Die NASA und Nokia wollen 4G auf dem Mond einführen, eine globale Herausforderung für die Radioastronomie



Astronomen haben einen neuen Grund zur Sorge: Die NASA und Nokia planen die Bereitstellung von 4G-Kommunikation auf dem Mond . Mitte Oktober kündigte die Agentur an, dass Nokia, ein NASA-Partner, im Rahmen des Mondprogramms 14,1 Millionen US-Dollar für das Projekt erhalten werde.

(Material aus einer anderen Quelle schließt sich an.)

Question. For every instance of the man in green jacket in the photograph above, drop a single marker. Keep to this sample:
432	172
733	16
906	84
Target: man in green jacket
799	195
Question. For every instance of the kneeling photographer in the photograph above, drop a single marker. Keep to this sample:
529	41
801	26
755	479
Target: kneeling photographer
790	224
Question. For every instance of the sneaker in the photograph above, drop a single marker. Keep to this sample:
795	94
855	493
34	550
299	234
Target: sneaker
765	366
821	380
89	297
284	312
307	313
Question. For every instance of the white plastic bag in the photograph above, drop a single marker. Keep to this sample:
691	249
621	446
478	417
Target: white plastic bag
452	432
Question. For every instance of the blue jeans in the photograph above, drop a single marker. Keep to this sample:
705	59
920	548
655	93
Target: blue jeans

Bis 2028 soll das Netzwerk planmäßig bereitgestellt werden und Kommunikation für Mondlandemodule, Mondrover und alle anderen Systeme bereitstellen, die zu diesem Zeitpunkt auf dem Mond eintreffen werden. Alles scheint in Ordnung zu sein, die Träume von Science-Fiction-Autoren und gewöhnlichen Menschen werden wahr. Aber Astronomen sind unglücklich - sie glauben und nicht ohne Grund, dass das Mondprojekt einen starken negativen Einfluss auf die Radioastronomie haben wird.



Was ist wieder los?



Radioteleskope sind äußerst empfindlich. Besucher, die zum Observatorium kommen, werden immer gebeten, ihre Mobilgeräte auszuschalten. Wie hoch ist die Empfindlichkeit von Weltraumfunkbeobachtungssystemen? Beispielsweise kann das in Großbritannien befindliche Radioteleskop B. Lovell einen Anruf vom Mars erkennen. Kein Satellitensignal, sondern ein normaler Anruf auf einem normalen Mobiltelefon.



Und es ist klar, dass diese Empfindlichkeit nicht nur für dieses Radioteleskop gilt, sondern auch für die meisten anderen Systeme. Ohne sie wären sie nicht in der Lage gewesen, Ereignisse auf Objekten zu registrieren, die Millionen von Lichtjahren von uns entfernt sind.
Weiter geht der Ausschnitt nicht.